Gov. Jerry Brown signed all 10 new insurance bills, nine of which were sponsored by Insurance Commissioner Jones. A tenth bill, mandating coverage for autism, was supported by the CDI. California often leads the way on consumer protection measures.
“Protecting consumers is at the heart of everything we do at the California Department of Insurance,” Commissioner Jones stated.
The nine other bills, with all except the workers comp bill, S 684 and the autism coverage bill, going into effect at the start of the year, are:
1. AB 315, or “Surplus Lines Insurance Marketplace Reform,” pertains to the surplus lines insurance marketplace and the state’s surplus lines tax collection activities and conforms state law to mandatory changes mandated in the Nonadmitted and Reinsurance Reform Act provisions of the Dodd-Frank Act to avoid federal pre-emption.

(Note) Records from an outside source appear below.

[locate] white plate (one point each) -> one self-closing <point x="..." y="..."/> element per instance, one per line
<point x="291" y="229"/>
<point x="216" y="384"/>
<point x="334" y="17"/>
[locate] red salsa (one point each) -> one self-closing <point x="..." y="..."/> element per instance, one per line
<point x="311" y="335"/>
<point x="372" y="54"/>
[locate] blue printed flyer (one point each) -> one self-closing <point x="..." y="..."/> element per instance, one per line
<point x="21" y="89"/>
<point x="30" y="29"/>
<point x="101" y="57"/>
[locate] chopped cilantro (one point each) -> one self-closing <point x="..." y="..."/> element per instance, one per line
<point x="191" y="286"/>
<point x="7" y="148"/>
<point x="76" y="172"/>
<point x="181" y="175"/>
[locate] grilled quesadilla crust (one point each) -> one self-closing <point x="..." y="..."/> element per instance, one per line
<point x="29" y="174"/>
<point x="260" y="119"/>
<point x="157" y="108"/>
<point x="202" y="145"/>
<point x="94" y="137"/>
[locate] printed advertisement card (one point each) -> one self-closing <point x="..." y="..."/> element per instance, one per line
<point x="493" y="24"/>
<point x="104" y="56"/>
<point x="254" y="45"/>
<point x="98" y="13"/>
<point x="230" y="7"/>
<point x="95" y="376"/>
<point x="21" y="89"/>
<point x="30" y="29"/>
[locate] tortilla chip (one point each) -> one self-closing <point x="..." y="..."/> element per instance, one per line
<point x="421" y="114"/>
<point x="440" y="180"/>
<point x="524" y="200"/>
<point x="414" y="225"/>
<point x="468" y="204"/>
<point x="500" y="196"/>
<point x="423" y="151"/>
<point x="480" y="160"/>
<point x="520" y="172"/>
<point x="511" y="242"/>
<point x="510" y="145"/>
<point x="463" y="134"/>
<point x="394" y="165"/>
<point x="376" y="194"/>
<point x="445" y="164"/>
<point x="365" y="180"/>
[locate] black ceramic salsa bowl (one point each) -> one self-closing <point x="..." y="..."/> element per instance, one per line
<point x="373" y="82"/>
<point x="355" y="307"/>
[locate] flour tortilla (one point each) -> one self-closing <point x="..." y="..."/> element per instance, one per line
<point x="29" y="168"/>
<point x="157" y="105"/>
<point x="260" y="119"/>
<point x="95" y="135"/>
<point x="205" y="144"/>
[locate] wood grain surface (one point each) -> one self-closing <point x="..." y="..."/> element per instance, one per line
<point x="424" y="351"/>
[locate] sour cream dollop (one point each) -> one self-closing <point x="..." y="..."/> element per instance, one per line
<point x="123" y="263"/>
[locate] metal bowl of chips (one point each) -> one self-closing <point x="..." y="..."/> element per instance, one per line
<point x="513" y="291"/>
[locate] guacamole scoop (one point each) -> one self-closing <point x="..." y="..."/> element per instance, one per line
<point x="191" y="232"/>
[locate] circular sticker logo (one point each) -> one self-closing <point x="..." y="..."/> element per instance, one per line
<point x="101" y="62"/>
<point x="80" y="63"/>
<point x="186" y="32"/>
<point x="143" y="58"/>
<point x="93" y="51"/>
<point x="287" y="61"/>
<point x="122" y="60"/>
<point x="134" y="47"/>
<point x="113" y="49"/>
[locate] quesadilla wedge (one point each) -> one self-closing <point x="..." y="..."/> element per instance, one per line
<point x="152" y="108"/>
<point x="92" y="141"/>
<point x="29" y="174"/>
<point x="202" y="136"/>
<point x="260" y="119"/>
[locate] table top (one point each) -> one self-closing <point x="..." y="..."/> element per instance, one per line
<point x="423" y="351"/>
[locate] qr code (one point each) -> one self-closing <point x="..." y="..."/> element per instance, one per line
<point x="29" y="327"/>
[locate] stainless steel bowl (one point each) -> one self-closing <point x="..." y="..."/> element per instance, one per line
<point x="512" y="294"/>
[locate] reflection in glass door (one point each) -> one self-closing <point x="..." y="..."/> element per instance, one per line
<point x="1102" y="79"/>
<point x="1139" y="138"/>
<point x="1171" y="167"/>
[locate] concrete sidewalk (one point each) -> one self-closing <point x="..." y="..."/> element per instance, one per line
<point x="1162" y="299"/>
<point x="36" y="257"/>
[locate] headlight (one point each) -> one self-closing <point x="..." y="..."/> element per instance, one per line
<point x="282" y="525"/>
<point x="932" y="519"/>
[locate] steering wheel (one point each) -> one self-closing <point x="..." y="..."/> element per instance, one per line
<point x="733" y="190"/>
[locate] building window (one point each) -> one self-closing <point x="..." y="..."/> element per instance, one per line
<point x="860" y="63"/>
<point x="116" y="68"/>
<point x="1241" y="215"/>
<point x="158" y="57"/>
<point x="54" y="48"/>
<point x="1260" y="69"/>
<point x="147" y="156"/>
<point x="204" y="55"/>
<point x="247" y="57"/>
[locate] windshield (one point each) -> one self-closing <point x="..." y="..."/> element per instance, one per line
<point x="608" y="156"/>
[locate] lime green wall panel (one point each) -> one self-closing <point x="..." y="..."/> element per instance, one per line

2. AB 624, or the “California Organized Investment Network (COIN) Program Community Reinvestment Extension Act,” extends the sunset date to January 1, 2015 on the COIN Tax Credit Program. “While California continues to pull itself out of the recession, programs like COIN are vital to facilitating that momentum by providing new capital for small businesses throughout the state, spurring growth in our neighborhoods, and, most importantly, creating more badly needed jobs for Californians,” the CDI noted.
3. AB 689, or “Landmark Annuity Suitability Reform,” addresses the need to sell annuity customers a product appropriate for their needs. Californians are spending $20.7 billion on annuities in 2010 alone, so this new law will requires insurers, agents and brokers to verify that an annuity purchase, exchange, or replacement is appropriate for the consumer based on an evaluation of his or her age, income, financial objectives, and other important factors. The bill also authorizes the Insurance Commissioner to revoke an insurance agent’s license, impose fines, and restore money lost to the consumer when suitability standards are violated.
4. AB 793, or “Prohibition of Insurance Product Cross-Selling with Reverse Mortgage Lenders,” limits insurance agents’ and brokers’ ability to “cross-sell” reverse equity mortgages and annuities. “The growth of the reverse mortgage business has been accompanied by aggressive marketing and predatory abuse, especially when reverse mortgages are marketed along with insurance products or financial investment vehicles,” the CDI stated.